Tudor Groza is an experienced computer scientist with a background in knowledge representation, ontologies, natural language processing, and artificial intelligence in precision medicine. His work spans across various dimensions of the research – clinical care continuum, from devising algorithms to support clinical decision-making in the rare disorders field to standardization of clinical terminology and integration with national public and private health systems. Over the course of the last ten years, Tudor focused on contributing to the clinical phenotyping community, both as an academic as well as an entrepreneur, by building deep phenotyping tools to aid the decision-making process in clinical genomics and primary care.
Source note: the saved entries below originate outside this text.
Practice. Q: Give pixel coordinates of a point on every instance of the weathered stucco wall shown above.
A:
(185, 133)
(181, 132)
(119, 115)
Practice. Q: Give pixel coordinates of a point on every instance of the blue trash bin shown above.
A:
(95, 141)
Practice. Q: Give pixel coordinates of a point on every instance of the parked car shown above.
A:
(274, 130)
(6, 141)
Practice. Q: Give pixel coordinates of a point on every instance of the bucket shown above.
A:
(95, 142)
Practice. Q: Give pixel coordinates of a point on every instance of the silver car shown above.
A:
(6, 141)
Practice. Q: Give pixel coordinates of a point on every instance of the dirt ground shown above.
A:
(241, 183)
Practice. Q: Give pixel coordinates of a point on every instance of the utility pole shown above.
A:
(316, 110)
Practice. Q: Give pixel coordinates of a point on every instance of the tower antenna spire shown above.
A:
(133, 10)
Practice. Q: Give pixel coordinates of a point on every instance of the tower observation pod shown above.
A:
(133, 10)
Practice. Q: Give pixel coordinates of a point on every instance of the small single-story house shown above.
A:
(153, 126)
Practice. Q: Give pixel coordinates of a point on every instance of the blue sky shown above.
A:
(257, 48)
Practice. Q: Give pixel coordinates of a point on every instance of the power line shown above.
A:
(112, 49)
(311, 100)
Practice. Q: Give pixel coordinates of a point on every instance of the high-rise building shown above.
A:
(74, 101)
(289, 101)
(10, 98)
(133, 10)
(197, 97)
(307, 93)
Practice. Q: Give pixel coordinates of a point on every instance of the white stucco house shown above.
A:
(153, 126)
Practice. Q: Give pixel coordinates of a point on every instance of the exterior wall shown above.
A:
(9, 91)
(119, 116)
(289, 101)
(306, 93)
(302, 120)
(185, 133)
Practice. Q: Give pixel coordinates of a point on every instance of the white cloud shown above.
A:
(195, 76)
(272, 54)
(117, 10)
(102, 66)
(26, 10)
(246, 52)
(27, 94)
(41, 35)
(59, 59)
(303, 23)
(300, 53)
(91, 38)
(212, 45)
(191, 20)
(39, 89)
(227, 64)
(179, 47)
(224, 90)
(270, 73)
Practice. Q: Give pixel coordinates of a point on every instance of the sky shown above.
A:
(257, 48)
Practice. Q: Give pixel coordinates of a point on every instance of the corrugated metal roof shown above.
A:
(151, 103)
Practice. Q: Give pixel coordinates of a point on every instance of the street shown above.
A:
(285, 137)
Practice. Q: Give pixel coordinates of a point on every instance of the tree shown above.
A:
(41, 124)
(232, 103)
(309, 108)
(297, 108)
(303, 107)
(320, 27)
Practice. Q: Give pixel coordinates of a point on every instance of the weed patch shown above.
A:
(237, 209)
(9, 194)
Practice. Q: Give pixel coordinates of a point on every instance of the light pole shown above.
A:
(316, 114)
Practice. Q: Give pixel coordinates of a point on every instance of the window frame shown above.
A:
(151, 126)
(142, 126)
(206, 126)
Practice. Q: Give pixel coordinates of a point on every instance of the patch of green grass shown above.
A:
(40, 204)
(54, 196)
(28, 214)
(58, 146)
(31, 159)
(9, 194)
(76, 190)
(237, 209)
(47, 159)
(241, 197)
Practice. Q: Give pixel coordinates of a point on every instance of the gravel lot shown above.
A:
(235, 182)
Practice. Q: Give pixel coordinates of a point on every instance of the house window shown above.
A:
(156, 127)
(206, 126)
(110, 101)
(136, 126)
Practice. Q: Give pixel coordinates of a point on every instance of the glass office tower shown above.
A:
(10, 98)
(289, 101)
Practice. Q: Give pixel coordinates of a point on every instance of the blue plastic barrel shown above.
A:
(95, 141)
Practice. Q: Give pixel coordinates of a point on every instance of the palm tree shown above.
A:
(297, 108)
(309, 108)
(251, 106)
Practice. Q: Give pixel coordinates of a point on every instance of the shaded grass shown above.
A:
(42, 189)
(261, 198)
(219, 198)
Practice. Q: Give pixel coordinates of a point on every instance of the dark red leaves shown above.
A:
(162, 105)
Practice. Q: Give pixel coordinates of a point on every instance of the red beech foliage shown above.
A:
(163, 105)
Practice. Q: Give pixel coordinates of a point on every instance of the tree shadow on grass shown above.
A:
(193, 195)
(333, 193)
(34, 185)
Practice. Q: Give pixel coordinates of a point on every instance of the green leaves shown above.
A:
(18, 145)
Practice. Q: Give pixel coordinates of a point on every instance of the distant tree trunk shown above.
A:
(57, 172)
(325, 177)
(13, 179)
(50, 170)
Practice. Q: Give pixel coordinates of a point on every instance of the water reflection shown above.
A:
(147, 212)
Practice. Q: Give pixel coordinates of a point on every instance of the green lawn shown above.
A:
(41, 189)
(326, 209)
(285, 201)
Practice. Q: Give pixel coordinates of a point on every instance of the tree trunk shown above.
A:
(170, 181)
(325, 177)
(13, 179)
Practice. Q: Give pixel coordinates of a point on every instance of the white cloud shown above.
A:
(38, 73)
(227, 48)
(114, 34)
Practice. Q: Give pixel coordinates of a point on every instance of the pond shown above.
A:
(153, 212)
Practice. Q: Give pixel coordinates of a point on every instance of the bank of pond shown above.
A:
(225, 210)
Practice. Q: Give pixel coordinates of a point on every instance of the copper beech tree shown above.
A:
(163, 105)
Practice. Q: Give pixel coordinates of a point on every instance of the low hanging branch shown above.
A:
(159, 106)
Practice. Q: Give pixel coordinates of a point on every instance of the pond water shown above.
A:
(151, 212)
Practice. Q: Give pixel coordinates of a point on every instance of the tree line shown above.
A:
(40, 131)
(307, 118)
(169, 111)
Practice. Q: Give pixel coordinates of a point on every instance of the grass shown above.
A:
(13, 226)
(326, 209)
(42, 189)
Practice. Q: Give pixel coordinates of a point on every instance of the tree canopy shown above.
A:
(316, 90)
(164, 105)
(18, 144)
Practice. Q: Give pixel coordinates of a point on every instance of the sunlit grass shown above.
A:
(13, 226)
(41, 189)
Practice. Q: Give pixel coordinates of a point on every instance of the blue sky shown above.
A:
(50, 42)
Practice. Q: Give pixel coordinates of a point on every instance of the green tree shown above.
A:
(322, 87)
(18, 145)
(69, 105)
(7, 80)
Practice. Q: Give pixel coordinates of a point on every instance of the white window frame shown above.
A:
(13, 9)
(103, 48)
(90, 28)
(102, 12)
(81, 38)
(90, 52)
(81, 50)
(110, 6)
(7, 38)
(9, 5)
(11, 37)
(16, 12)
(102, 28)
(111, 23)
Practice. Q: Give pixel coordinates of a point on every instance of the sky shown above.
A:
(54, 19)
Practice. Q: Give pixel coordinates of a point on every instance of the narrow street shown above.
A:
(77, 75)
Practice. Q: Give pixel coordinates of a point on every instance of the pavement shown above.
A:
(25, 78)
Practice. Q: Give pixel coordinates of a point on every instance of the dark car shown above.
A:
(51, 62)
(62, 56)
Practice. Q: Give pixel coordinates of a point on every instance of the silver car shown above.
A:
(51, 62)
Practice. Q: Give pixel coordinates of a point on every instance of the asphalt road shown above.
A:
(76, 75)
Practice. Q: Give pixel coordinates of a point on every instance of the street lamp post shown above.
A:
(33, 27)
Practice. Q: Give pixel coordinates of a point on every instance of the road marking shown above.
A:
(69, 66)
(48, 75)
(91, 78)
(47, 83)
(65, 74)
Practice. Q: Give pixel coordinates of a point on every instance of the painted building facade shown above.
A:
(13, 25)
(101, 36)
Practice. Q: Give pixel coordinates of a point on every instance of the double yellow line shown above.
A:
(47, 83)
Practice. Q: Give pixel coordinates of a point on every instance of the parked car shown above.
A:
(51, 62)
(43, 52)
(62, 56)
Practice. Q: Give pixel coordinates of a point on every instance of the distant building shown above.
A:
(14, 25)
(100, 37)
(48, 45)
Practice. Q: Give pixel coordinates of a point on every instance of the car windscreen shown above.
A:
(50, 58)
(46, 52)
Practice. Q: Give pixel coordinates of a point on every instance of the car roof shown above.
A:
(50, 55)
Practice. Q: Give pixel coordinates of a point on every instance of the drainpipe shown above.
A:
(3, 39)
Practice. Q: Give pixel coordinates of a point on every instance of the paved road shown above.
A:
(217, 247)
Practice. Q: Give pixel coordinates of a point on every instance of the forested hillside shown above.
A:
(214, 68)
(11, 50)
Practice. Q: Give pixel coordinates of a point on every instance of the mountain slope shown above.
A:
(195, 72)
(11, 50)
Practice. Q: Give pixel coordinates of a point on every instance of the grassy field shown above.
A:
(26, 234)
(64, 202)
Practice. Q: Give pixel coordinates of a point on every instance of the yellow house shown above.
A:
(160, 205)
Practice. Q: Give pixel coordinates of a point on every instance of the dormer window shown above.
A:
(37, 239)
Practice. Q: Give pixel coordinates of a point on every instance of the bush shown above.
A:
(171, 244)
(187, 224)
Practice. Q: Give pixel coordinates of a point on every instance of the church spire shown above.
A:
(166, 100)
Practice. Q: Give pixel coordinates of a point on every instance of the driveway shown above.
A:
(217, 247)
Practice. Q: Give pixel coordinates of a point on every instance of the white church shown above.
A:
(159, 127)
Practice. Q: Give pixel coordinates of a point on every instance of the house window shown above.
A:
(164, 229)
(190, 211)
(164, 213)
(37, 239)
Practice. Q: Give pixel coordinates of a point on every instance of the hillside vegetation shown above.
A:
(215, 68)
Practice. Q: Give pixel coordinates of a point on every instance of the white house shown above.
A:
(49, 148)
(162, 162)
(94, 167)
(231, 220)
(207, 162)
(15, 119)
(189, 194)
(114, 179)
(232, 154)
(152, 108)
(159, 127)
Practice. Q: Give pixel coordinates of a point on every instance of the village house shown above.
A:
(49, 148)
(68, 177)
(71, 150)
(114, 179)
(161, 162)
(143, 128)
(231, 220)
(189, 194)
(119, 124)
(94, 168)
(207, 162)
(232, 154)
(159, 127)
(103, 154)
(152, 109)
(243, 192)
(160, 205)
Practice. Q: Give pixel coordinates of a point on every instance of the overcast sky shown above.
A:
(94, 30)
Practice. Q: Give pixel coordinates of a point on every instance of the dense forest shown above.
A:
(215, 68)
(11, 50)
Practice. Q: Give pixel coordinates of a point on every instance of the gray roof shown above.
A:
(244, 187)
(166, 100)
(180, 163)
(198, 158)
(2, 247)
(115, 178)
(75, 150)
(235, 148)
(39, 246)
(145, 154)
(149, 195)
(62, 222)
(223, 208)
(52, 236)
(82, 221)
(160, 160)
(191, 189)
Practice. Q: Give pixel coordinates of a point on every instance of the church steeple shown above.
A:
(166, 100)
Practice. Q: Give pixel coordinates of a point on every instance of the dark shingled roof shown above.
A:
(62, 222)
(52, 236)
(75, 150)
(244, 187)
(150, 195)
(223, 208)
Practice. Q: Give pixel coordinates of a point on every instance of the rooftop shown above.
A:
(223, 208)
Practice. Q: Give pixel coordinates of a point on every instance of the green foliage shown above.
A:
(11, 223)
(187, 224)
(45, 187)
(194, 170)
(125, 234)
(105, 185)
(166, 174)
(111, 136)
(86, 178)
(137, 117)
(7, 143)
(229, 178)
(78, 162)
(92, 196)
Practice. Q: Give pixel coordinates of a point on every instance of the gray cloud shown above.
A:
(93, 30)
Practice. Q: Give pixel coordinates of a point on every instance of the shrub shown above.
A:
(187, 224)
In an effort to enable harmonized phenotype acquisition, Tudor has contributed to various terminology standardization initiatives, including: co-leading the Phenotype Representation group (GA4GH Clinical Data and Phenotype work stream) or co-leading the Data Sharing group within the Undiagnosed Diseases Network International. Currently, he is a member of the Primary Care and Integrating New Technologies for the Diagnosis of Rare Diseases task forces of the International Rare Diseases Research Consortium. From an industry perspective, as former CTO of Genome. One, Tudor led the Personal Health Applications business unit through a clinical accreditation process and the development of the first patient self-phenotyping platform for large-scale precision medicine in collaboration with the largest rural healthcare provider in the US. In 2018, he co-founded Pryzm Health with the goal to reduce the diagnostic odyssey of patients susceptible of rare disorders by introducing phenotype-driven patient stratification methods in primary care.
Currently, he leads the Phenomics team at the European Bioinformatics Institute where he aims to contribute to the acceleration of translational and clinical applications of genomic technologies by creating comprehensive disease models using cross-species phenotype data.